Finalmente le parti si sono rovesciate. All'inizio Gesù aveva detto alla samaritana «dammi da bere», ora la samaritana dice a Gesù «dammi quest'acqua». Gesù aveva osato esprimere la sua mancanza e il suo desiderio. Offrendosi così da povero, apre il dialogo che fa esprimere anche alla donna il suo desiderio.
Perciò Gesù osa un passo ulteriore, riconducendo la samaritana alla sua vita concreta: «Hai avuto cinque mariti e quello che hai ora non è tuo marito». Non deve averlo detto assolutamente in tono di giudizio o di rimprovero. Perché diventa addirittura l'elemento che conquista definitivamente la donna. Infatti è proprio questo che essa testimonierà con insistenza agli altri, per invitarli a fare la stessa esperienza del Signore Gesù: «Venite a vedere un uomo che mi ha detto tutto quello che ho fatto... Mi ha detto tutto quello che ho fatto». Riconoscersi conosciuta da Gesù è, per la donna, l'esperienza che la apre a nuovi percorsi di fede nel riconoscere il Signore che è per lei. Vede in Gesù colui che può colmare il suo desiderio di pienezza finora frustrato, vista la sua vita così "variegata".
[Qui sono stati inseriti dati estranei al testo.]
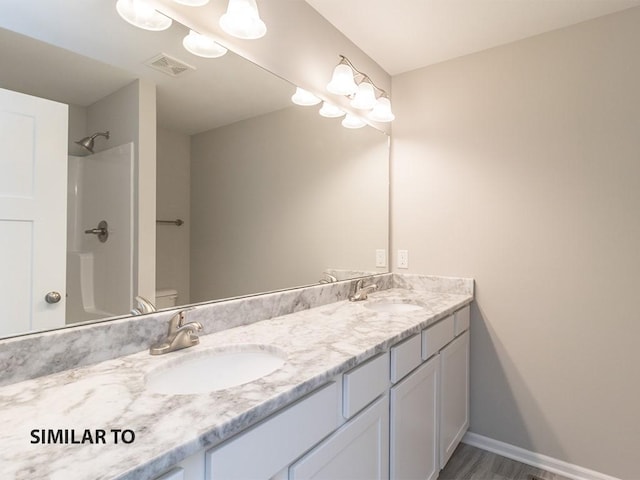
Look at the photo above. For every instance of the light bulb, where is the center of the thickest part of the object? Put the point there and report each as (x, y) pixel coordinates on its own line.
(365, 97)
(342, 82)
(192, 3)
(382, 111)
(304, 98)
(142, 15)
(242, 20)
(202, 45)
(351, 121)
(330, 111)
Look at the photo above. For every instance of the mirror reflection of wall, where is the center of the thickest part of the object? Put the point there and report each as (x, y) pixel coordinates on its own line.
(271, 194)
(308, 192)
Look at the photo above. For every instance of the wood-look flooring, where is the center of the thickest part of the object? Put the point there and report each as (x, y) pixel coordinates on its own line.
(471, 463)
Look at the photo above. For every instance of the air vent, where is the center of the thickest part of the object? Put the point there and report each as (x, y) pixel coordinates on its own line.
(171, 66)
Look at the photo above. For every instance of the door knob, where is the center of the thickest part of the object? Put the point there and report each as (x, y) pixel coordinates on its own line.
(102, 231)
(52, 297)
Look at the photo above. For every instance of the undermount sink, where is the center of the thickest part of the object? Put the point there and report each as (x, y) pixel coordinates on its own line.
(394, 307)
(214, 369)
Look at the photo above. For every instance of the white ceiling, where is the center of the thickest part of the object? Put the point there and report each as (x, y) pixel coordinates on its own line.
(88, 52)
(402, 35)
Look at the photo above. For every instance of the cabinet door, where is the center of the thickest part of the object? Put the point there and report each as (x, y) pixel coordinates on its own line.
(414, 425)
(454, 395)
(359, 450)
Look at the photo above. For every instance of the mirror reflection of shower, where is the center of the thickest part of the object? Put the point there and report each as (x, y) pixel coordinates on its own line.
(99, 273)
(88, 142)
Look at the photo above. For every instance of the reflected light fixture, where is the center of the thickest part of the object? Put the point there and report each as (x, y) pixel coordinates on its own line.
(304, 98)
(202, 45)
(330, 111)
(242, 20)
(142, 15)
(365, 97)
(342, 82)
(382, 111)
(352, 121)
(364, 94)
(192, 3)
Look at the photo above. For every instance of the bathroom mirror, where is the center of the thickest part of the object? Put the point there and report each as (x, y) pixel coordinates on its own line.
(271, 195)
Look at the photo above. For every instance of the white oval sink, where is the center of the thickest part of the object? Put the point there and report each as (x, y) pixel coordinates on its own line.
(214, 369)
(394, 307)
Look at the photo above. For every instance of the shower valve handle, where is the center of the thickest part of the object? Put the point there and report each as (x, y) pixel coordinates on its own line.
(102, 231)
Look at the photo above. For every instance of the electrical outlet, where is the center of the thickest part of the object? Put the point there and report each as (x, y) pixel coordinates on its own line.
(403, 258)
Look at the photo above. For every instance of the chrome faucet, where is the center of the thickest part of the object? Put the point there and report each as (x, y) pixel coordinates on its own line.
(361, 292)
(328, 278)
(180, 335)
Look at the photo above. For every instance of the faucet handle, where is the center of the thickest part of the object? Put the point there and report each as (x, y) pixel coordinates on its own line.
(177, 320)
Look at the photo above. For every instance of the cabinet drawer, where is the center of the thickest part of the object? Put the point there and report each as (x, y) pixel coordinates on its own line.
(363, 384)
(405, 357)
(437, 336)
(462, 320)
(174, 474)
(359, 450)
(267, 448)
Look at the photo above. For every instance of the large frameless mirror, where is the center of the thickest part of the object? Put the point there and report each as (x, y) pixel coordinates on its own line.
(185, 179)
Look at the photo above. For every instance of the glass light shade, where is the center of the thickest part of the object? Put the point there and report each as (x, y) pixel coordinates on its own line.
(351, 121)
(330, 111)
(382, 111)
(142, 15)
(365, 98)
(192, 3)
(242, 20)
(202, 45)
(342, 82)
(304, 98)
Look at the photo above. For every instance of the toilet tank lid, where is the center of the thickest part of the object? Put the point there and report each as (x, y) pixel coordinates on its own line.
(167, 292)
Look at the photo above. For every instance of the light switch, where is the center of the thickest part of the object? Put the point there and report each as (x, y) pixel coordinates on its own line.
(403, 258)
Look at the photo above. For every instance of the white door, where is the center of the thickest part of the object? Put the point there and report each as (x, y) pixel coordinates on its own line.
(33, 212)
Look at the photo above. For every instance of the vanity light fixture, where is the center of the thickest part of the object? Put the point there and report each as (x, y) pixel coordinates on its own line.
(202, 45)
(331, 111)
(242, 20)
(304, 98)
(365, 97)
(364, 93)
(353, 121)
(192, 3)
(342, 82)
(142, 15)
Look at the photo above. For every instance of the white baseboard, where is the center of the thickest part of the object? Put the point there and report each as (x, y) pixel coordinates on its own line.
(537, 460)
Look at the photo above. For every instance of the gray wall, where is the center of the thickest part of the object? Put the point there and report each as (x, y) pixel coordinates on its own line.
(520, 166)
(279, 198)
(173, 180)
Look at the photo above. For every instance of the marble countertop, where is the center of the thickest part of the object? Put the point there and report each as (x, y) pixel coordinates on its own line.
(320, 343)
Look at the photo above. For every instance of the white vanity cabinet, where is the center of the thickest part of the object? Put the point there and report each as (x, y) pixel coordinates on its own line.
(414, 425)
(359, 450)
(397, 416)
(454, 395)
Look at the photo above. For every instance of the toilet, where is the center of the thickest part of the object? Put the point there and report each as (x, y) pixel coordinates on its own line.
(167, 298)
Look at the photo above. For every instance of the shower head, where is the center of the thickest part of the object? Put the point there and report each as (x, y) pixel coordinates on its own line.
(87, 142)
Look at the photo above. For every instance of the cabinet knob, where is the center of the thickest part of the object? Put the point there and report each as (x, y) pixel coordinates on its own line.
(52, 297)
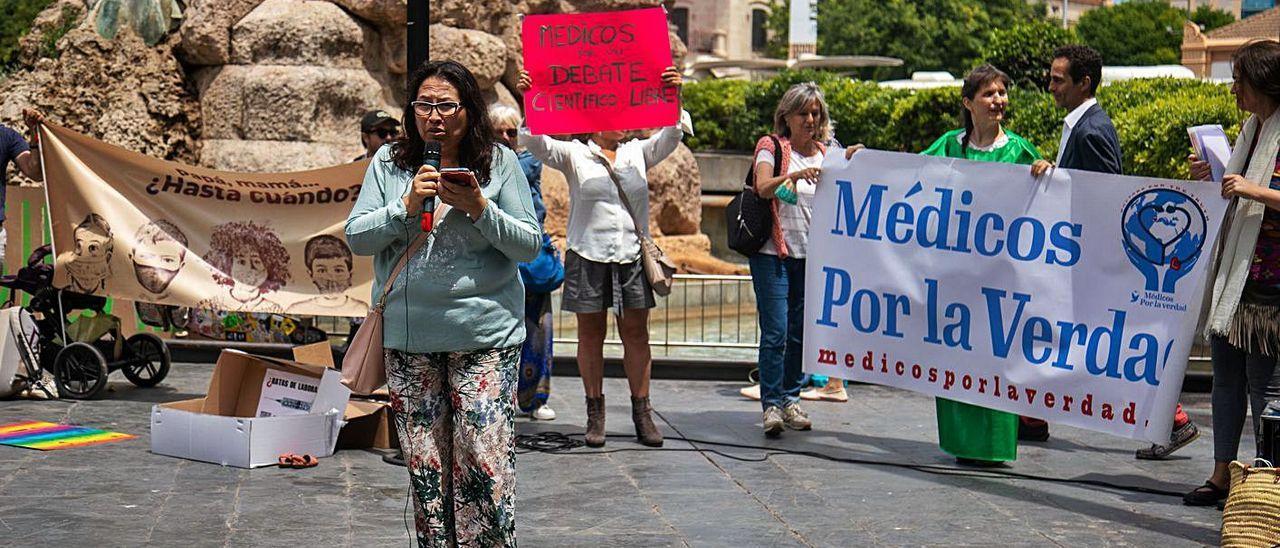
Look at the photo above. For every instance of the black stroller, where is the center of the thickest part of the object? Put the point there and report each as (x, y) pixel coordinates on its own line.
(81, 366)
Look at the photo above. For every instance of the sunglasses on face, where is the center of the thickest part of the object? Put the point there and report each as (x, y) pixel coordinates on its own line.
(425, 108)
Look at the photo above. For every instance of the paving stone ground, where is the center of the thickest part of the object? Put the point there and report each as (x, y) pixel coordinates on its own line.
(120, 494)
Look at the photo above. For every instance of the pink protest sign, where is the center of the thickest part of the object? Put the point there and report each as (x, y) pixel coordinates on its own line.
(598, 71)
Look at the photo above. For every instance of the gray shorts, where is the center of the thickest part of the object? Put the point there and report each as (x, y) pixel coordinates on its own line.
(595, 287)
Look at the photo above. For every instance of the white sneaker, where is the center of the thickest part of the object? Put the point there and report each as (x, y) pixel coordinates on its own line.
(544, 412)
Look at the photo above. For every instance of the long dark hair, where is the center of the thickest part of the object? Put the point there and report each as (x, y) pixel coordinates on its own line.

Proprio per questo si mette a interrogare Gesù su questioni religiose: sull'antagonismo giudei/samaritani riguardo al vero culto a Dio. Gesù risponde che ormai questo dualismo è superato: il «luogo» dove adorare Dio è Lui e la sua carne, donataci nella sua Pasqua (a cui fa riferimento il termine «ora» nel Vangelo di Giovanni).
Per capire l'espressione sugli adoratori in spirito e verità, bisogna partire dalla frase di Gesù: «Il Padre cerca tali adoratori» (letteralmente). È la stessa azione del pastore dopo che ha perduto una pecora o della donna che ha perduto una moneta (cfr. Lc 15,4-10). Due parabole che esprimono il rapporto di Dio con i peccatori: Egli cerca, non condanna. I ricercati da Dio sono i peccatori.
Allora, il punto di partenza dell'adorazione è farsi cercare da Dio. Da qui nasce il culto di adorazione: i veri adoratori sono i peccatori, quelli che hanno da offrire a Dio qualcosa di veramente proprio, il peccato, perché tutto il resto è già di Dio (cfr. Sal 50,9-14). Lo Spirito Santo ci fa fare la verità su di noi: peccatori cercati del Signore. E così lo spirito ci porta ad adorare veramente Dio: a riconoscerlo Signore della nostra vita perché ci apre strade di pienezza per la nostra umanità.
Come la donna samaritana, che per questa esperienza diventa poi «discepolamissionaria», come dice Papa Francesco: «Ogni cristiano è missionario nella misura in cui si è incontrato con l'amore di Dio in Cristo Gesù. La samaritana, non appena terminato il suo dialogo con Gesù, divenne missionaria, e molti samaritani credettero in Gesù "per la parola della donna"» (Evangelii Gaudium).